SW writes: Bill Buckler, from his newsletter the Privateer… says that the Asians have to make a choice about whether to buy the continuing avalanches of US debt that will be issued from the US Treasury. If they buy the debt, they have to expand their own money supplies. If they don’t, then the dollar will fall. “They know that they can either crash their own economies, or crash the US Treasury.” Why will the dollar fall if the Asians don’t?
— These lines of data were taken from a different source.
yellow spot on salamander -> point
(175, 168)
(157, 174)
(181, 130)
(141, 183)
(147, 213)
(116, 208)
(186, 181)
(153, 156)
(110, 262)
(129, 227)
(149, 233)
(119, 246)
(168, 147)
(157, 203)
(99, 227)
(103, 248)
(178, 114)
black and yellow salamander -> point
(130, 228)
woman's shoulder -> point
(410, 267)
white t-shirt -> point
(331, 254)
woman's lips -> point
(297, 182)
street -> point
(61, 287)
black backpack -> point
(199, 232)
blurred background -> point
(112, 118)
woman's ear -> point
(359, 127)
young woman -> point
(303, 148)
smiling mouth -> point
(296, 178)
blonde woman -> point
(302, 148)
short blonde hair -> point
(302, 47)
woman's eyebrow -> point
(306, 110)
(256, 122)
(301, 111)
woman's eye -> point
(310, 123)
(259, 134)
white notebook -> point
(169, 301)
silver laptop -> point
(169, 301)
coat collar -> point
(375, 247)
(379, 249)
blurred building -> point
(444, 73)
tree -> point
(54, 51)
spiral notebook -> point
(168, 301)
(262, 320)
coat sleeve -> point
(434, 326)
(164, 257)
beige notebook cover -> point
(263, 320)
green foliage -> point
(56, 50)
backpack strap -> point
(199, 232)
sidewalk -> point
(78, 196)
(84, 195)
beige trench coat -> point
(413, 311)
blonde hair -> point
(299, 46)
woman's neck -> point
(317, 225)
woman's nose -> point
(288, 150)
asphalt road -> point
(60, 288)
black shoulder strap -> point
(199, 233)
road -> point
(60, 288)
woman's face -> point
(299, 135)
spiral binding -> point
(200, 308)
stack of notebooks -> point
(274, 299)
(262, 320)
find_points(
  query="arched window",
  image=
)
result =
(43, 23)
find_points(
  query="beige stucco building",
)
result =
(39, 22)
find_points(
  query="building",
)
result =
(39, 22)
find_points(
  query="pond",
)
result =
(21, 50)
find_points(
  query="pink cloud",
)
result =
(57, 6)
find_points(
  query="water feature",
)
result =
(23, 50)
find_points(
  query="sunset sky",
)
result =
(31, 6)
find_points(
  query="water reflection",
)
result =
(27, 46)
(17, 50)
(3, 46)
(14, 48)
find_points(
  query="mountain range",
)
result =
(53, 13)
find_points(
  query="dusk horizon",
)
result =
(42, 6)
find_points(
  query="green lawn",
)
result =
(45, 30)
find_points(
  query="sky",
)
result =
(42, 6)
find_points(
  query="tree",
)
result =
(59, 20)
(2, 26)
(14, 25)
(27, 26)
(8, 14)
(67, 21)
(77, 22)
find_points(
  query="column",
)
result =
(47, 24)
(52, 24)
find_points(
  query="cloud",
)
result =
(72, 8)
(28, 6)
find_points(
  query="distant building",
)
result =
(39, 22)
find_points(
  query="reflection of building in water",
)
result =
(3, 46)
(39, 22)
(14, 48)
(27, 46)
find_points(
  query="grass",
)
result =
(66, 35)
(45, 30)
If the Asians don’t continue to buy US Treasuries, which are loans taken out from the Federal Reserve by the US government, then the government has two options: raise taxes dramatically or print more money. (Actually, there is a third option of providing worthwhile services for which people are willing to pay, but don’t hold your breath waiting for that to happen.) Since increasing the tax burden would drive the greedy, overburdened American consumer into default, the only serious option is inflation.
We have been seeing plenty of signs of this over the last few years, as asset prices have increased, now accompanied by rising producer prices and, despite the best efforts of the statisticians to hide it, consumer prices. Now, the USA is in serious trouble if the Japanese and Chinese stop printing yen and renminbi in order to buy dollars since the Asians account for about two-thirds of our debt purchasing. Inflation would have to increase dramatically for government to keep spending at its current rate, much less increase its rate of spending as is currently planned.
More dollars equals lower value. So, the dollar falls.